If you are used to developing PHP websites without a framework, you probably use the one PHP file per HTML page paradigm. These PHP files probably contain the same kind of structure: initialization and global configuration, business logic related to the requested page, database records fetching, and finally HTML code that builds the page.

You may use a templating engine to separate the logic from the HTML. Perhaps you use a database abstraction layer to separate model interaction from business logic. But most of the time, you end up with a lot of code that is a nightmare to maintain. It was fast to build, but over time, it's more and more difficult to make changes, especially because nobody except you understands how it is built and how it works.

As with every problem, there are nice solutions. For web development, the most common solution for organizing your code nowadays is the MVC design pattern. In short, the MVC design pattern defines a way to organize your code according to its nature. This pattern separates the code into three layers:

  • The Model layer defines the business logic (the database belongs to this layer).

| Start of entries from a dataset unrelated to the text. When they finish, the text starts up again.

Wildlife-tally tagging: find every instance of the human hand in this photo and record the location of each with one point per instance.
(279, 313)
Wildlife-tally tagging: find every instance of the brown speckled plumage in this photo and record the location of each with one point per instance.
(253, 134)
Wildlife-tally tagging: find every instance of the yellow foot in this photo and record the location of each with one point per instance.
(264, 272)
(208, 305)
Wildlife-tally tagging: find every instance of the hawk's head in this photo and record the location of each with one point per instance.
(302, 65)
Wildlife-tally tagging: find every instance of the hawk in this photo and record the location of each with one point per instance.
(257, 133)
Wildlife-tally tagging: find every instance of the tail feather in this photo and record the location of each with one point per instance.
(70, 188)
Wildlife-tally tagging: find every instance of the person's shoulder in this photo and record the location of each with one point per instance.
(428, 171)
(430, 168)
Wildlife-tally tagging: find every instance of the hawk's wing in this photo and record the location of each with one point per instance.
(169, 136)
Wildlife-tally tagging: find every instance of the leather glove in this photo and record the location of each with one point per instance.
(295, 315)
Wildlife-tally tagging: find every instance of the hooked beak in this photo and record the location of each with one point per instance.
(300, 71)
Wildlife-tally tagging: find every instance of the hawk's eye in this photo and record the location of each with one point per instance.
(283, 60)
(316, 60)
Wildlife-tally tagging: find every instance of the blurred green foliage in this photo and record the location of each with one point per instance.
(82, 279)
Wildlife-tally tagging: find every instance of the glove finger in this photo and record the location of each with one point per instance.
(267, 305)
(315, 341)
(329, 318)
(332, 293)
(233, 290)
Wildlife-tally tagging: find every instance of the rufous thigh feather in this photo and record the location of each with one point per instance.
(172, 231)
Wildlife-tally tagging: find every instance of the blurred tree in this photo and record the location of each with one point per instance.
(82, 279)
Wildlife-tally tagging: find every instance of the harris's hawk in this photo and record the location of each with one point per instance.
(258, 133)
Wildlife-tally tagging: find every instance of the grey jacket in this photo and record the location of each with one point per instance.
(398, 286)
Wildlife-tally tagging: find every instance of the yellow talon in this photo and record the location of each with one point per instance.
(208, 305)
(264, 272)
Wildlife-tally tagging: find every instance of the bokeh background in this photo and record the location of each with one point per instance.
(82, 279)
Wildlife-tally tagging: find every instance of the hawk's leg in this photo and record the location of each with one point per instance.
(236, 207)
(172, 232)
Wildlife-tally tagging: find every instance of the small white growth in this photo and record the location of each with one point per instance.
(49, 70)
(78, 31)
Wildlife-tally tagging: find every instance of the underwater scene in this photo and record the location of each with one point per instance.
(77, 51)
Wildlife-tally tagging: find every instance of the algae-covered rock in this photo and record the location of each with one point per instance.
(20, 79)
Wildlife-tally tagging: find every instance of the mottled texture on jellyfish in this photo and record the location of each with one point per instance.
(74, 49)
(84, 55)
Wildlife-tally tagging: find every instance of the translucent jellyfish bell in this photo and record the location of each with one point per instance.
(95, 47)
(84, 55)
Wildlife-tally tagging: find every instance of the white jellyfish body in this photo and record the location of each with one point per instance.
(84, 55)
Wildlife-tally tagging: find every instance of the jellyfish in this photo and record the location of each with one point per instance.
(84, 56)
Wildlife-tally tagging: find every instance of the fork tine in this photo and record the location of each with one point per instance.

You already know that symfony stores all the classes and files related to the Model in the lib/model/ directory.

  • The View is what the user interacts with (a template engine is part of this layer). In symfony, the View layer is mainly made of PHP templates. They are stored in various templates/ directories as we will see later on today.

  • The Controller is a piece of code that calls the Model to get some data that it passes to the View for rendering to the client. When we installed symfony the first day, we saw that all requests are managed by front controllers (index.php and frontend_dev.php). These front controllers delegate the real work to actions. As we saw yesterday, these actions are logically grouped into modules.

MVC

Today, we will use the mockup defined in day 2 to customize the homepage and the job page. We will also make them dynamic. Along the way, we will tweak a lot of things in many different files to demonstrate the symfony directory structure and the way to separate code between layers.

The Layout

First, if you have a closer look at the mockups, you will notice that much of each page looks the same. You already know that code duplication is bad, whether we are talking about HTML or PHP code, so we need to find a way to prevent these common view elements from resulting in code duplication.

One way to solve the problem is to define a header and a footer and include them in each template:

Header and footer

But here the header and the footer files do not contain valid HTML. There must be a better way. Instead of reinventing the wheel, we will use another design pattern to solve this problem: the decorator design pattern. The decorator design pattern resolves the problem the other way around: the template is decorated after the content is rendered by a global template, called a layout in symfony:

Layout

The default layout of an application is called layout.php and can be found in the apps/frontend/templates/ directory. This directory contains all the global templates for an application.


The Stylesheets, Images, and JavaScripts

As this tutorial is not about web design, we have already prepared all the needed assets we will use for Jobeet: download the image files archive and put them into the web/images/ directory; download the stylesheet files archive and put them into the web/css/ directory.